POST /v1/payouts is idempotent. Retry the same logical request as many
times as you need — the API will return the original payout instead of
creating a new one.
How keys are picked
Two sources, in order:
Idempotency-Key header, if you send one. Any opaque string is fine
— a ULID, a UUID, or a deterministic key derived from your payroll run
(e.g. payroll-co-2026-05-emp-001).
external_id from the body, if no header is provided. Every payout
already requires a unique external_id, so this gives you idempotency
“for free” without managing a separate key.
Either way, the key is scoped per API key. Two different tenants can use
the same external_id without colliding.
Replay semantics
| Scenario | Response |
|---|
| First call with key K, body B | 201 Created — payout created |
| Replay with key K, body B (identical) | 200 OK — same payout returned |
| Same key K, different body | 409 IDEMPOTENCY_KEY_REUSED |
Same external_id (no idempotency header match) | 409 EXTERNAL_ID_CONFLICT |
Note the status code: idempotent replays return 200, not 201. This
lets your client tell “I just created this” from “I called this same request
again”.
Recommended pattern
Derive an idempotency key from the payroll run that produced the
net_salary you’re paying out. A good key is deterministic (so retries
match) and unique per logical payout (so unrelated requests don’t
collide).
curl -X POST https://api.clevis.dev/v1/payouts \
-H "Authorization: Bearer YOUR_API_KEY" \
-H "Idempotency-Key: payroll-co-2026-05-emp-001" \
-H "Content-Type: application/json" \
-d '{
"amount": "4600000.00",
"currency": "COP",
"country": "CO",
"external_id": "payroll-co-2026-05-emp-001",
"beneficiary": { ... }
}'
What counts as “identical body”?
The whole JSON request body. If you change any field — amount, beneficiary
details, metadata — and reuse the same Idempotency-Key, you get
409 IDEMPOTENCY_KEY_REUSED. That is intentional: it surfaces caller bugs
(e.g. you re-derived the amount but kept the key) instead of silently paying
out something different from the original intent.
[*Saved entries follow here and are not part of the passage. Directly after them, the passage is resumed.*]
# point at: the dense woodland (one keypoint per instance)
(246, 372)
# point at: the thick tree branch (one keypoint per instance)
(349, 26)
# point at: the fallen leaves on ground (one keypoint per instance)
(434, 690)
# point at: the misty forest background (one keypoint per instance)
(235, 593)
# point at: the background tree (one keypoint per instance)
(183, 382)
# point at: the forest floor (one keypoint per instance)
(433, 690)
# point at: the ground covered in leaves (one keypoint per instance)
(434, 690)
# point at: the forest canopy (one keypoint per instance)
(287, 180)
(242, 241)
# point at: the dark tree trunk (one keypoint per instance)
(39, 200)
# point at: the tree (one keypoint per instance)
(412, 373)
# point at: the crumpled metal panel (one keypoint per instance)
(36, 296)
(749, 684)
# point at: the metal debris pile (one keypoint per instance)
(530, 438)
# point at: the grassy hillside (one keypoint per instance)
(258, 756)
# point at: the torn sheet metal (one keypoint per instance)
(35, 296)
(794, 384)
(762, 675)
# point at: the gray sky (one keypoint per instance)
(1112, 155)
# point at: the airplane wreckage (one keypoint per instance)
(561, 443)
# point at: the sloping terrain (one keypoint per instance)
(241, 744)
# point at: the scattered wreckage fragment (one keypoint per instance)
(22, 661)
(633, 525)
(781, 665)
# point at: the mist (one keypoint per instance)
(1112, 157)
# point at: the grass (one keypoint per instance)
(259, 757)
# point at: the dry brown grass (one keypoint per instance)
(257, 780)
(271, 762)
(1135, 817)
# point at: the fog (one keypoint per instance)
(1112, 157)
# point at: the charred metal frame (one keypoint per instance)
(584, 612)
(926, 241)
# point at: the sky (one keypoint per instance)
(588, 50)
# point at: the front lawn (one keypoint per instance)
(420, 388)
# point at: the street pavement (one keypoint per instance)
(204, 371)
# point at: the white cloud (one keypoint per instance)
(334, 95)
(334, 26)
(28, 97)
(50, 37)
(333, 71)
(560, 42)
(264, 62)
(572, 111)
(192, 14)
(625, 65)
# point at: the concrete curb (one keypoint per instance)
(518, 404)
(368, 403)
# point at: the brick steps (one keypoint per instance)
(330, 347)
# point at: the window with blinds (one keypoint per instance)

Idempotency-Key vs. external_id
| Idempotency-Key | external_id |
|---|
| Where it lives | Request header | Request body |
| Required? | Optional | Required |
| Visible on the payout resource | No | Yes |
| Used to dedupe | Yes (preferred) | Yes (fallback) |
Searchable via GET /v1/payouts?external_id=... | No | Yes |
If you only ever set external_id (and skip the header), you still get full
idempotency. The header exists for cases where you want to retry the same
logical create with a fresh external_id — uncommon, but supported.
Idempotency window
Keys are remembered for the lifetime of the in-memory store. Since the v1
mock store is process-local and ephemeral, restarting the API drops all
idempotency keys. Don’t rely on the mock for cross-process deduplication
testing. The real dLocal-backed implementation will use a persistent
window (matching dLocal’s own retention).